Evidence existed that many disease processes were associated with quantitative and functional changes in the proteins of body fluids [14-16]. Serum was an easily accessible body fluid that contained different types of proteins released by various diseased tissues. Proteome analysis of the serum had played a central role in clinical diagnosis and monitoring and provided insight into disease pathophysiology and mechanisms. In our previous work [10,11], we built disease model of OMLDT by MALDI-TOF MS and ClinProTools bioinformatics software and further identified two proteins, ATP-binding cassette transporter family A member 12 (ABCA12) and cationic trypsinogen (PRSS1), by a liquid chromatography (LC) coupled with tandem mass spectrometry (MS/MS) approach. These findings would be helpful for clinical diagnosis, and providing novel scientific clue for mechanisms studies of OMLDT. However, to date, the dynamic change of serum proteomics about OMLDT has rarely been explored. In the present study, to elucidate and understand the dynamic changing law in serum of different periods of OMLDT patients, we compared the alternations in the polypeptides fingerprint of serum (PFS) between OMLDT/Contact model and OMLDT/Normal model by the methods built in our previous researches. We further studied the peak areas probability distribution of specific peaks and validated in different periods of seven typical OMLDT patients. Finally, we found a characteristic peak (m/z 4109 Da) which may be the special serum biomarker of OMLDT (Figure 1). This study could appropriately reflect the dynamic change of serum proteins/polypeptides in different periods of OMLDT. And it may provide a new clue for clinical application.

Materials and Methods

Clinical specimens

Eighteen OMLDT patients were enrolled in the study and 29 professional TCE contact people and 29 normal subjects were selected on an age-matched basis (± 3 years). The samples were allocated to the training set and the test set for model establishment and validation, respectively. Table 1 shows the basic clinical information of the three groups. The skin manifestations of the OMLDT patients enrolled in the study and the details for serum collection were described in our previous study [10,11]. The clinical manifestations included fever, rash, liver damage and so on. Approximately 4 ml of blood was collected for each person and centrifuged at 4 for 10 min to collect serum for MS analysis. Sera were collected by the Shenzhen hospital for Occupational Disease Treatment and Prevention after informed written consents were obtained. This study conformed to the ethical guidelines of the Declaration of Helsinki (World Medical Association, 1997) and was approved by the Institutional Review Board of this hospital.

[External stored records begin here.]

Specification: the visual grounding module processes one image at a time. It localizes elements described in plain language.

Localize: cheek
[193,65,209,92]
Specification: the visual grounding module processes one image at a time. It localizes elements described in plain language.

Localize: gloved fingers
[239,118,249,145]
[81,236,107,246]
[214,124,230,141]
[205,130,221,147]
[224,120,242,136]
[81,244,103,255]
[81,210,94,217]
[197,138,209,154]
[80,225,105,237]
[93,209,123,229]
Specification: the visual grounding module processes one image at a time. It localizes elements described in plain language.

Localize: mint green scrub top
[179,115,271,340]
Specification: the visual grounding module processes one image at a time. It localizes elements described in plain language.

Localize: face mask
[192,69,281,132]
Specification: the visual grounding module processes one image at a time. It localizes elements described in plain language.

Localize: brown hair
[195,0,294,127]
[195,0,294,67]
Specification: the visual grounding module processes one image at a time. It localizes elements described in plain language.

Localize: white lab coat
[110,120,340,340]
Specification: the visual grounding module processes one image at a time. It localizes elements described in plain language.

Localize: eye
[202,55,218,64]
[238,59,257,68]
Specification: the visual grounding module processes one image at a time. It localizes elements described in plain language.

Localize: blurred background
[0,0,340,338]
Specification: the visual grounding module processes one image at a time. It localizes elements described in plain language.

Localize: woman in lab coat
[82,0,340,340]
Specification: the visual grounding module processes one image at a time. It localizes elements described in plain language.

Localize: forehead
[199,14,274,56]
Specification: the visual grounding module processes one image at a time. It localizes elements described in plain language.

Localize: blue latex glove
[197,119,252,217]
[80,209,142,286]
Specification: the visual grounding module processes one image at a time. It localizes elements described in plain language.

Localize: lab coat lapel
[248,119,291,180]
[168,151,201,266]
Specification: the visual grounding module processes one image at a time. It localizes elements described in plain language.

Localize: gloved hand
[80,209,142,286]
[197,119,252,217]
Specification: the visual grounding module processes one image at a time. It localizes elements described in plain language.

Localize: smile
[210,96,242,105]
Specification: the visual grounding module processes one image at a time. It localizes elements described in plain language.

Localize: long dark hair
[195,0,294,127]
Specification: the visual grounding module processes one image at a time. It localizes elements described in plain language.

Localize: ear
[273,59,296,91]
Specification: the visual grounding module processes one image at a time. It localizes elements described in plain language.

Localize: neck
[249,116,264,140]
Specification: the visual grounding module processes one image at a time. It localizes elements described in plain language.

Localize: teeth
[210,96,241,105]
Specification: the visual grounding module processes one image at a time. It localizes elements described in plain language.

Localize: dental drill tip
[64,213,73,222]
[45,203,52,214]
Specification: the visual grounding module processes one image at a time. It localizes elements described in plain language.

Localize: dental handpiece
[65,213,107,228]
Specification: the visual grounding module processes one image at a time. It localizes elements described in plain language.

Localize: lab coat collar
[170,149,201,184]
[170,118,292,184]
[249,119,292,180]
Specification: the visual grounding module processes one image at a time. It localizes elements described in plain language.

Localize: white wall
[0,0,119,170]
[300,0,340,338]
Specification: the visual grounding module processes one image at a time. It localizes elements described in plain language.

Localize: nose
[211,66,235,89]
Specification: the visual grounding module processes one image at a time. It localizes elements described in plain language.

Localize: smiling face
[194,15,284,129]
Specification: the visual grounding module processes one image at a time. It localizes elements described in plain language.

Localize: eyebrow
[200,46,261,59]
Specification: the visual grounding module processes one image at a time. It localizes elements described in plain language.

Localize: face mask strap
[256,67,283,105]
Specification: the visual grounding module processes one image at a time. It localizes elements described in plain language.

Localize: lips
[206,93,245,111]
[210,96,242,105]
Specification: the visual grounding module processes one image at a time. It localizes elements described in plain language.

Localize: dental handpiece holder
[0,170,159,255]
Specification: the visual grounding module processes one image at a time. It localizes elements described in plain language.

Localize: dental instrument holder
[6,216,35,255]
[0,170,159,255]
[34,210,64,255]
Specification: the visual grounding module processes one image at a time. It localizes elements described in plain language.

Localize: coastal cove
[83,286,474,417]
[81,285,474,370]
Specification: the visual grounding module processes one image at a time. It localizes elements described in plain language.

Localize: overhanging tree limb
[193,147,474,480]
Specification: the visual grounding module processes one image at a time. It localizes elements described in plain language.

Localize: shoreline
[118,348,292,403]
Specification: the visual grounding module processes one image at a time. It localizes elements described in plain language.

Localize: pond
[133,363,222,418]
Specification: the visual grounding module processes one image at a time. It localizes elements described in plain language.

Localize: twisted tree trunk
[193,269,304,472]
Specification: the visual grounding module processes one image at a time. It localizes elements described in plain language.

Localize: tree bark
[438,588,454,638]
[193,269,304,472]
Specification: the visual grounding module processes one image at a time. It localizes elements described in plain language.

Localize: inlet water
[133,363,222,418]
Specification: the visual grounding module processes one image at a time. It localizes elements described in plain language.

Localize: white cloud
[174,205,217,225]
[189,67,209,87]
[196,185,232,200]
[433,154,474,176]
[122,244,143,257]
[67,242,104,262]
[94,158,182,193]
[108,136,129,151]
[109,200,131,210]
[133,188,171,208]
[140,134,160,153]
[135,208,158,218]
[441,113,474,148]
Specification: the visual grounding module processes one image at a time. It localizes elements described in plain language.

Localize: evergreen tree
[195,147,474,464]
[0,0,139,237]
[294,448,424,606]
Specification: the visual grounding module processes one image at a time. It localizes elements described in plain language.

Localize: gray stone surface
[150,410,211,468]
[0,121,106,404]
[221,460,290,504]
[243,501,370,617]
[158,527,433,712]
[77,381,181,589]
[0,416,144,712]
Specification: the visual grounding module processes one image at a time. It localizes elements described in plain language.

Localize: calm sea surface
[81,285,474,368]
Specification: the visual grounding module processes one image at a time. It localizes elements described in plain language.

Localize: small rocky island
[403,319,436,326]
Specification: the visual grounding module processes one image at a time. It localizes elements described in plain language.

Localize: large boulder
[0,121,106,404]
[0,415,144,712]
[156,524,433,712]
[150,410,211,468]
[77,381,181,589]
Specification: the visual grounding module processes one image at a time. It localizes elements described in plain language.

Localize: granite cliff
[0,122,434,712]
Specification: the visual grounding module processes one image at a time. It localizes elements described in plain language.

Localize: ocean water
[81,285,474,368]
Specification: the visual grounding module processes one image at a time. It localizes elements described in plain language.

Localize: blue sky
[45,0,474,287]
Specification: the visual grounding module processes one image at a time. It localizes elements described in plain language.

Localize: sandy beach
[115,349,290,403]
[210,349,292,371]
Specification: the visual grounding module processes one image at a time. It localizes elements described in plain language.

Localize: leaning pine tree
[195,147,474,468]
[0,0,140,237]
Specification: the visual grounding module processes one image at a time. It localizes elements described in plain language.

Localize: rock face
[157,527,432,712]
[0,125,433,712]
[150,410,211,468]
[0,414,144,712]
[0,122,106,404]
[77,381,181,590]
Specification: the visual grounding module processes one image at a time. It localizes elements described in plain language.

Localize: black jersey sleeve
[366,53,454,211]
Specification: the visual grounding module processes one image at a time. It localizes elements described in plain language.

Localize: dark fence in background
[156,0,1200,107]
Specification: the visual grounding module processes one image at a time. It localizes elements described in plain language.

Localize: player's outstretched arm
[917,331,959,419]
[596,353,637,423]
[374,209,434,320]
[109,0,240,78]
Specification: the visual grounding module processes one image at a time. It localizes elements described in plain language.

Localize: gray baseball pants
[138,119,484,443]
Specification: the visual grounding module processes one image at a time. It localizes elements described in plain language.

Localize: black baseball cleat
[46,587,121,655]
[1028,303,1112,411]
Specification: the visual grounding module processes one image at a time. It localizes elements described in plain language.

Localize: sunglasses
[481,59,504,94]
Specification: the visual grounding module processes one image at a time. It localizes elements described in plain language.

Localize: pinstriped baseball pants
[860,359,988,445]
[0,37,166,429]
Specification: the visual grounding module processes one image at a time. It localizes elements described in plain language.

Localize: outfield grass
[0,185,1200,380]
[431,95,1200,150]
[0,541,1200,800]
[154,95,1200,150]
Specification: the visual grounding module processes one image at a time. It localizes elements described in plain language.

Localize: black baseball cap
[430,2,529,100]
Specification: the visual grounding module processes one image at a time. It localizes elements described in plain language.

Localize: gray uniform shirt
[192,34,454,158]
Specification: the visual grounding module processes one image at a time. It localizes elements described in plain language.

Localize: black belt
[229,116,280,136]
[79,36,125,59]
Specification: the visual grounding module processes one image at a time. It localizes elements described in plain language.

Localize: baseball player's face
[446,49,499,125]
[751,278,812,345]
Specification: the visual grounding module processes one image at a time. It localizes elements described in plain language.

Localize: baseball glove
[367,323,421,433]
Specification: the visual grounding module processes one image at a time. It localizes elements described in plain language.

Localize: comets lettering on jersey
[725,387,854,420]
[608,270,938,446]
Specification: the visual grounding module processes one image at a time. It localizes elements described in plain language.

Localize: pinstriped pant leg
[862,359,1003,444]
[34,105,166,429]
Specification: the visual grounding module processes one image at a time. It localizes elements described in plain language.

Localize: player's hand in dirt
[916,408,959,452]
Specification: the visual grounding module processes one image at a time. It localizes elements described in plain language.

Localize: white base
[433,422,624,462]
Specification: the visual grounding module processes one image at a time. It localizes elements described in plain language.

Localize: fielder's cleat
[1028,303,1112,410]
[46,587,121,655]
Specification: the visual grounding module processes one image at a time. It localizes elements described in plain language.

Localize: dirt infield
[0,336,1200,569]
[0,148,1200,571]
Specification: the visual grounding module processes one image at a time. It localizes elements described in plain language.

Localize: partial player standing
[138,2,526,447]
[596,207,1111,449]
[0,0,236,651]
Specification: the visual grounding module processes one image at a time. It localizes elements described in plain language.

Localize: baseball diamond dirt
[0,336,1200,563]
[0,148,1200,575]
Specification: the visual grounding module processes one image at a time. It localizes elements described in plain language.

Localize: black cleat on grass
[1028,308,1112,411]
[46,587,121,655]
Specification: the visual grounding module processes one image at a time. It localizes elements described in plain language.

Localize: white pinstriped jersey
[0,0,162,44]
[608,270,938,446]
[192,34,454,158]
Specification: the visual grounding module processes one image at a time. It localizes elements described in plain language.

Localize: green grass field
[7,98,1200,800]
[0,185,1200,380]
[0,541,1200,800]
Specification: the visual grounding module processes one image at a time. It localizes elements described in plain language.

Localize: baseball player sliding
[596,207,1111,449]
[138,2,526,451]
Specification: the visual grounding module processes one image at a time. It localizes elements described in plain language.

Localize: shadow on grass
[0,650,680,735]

Refer to the diagnostic criteria for occupational medicamentosa-like dermatitis induced by trichloroethylene (GBZ 185-2006) as defined by the Ministry of Health, the People's Republic of China, we further identified five periods of OMLDT: acute periodexfoliation periodbounce periodfade period and normal period or healed period according to patients conditionskin rashes characteristics and clinical examination indexes. Among eighteen OMLDT patients, seven patients with typical symptoms composed of 5 males and 2 females with a median age of 27 years (range 14-43 years) were used for dynamic change research. They were divided into two groups (Table 2). Group one contained four patients, whose condition were recurrent. The sera of exfoliation period, bounce period and fade period were collected and analyzed. Group two included three stable patients, who executed the criteria that the symptoms were in line with changes in the basic process of OMLDT, such as acute period, exfoliation period and healed period. The sera of these three periods were collected and analyzed.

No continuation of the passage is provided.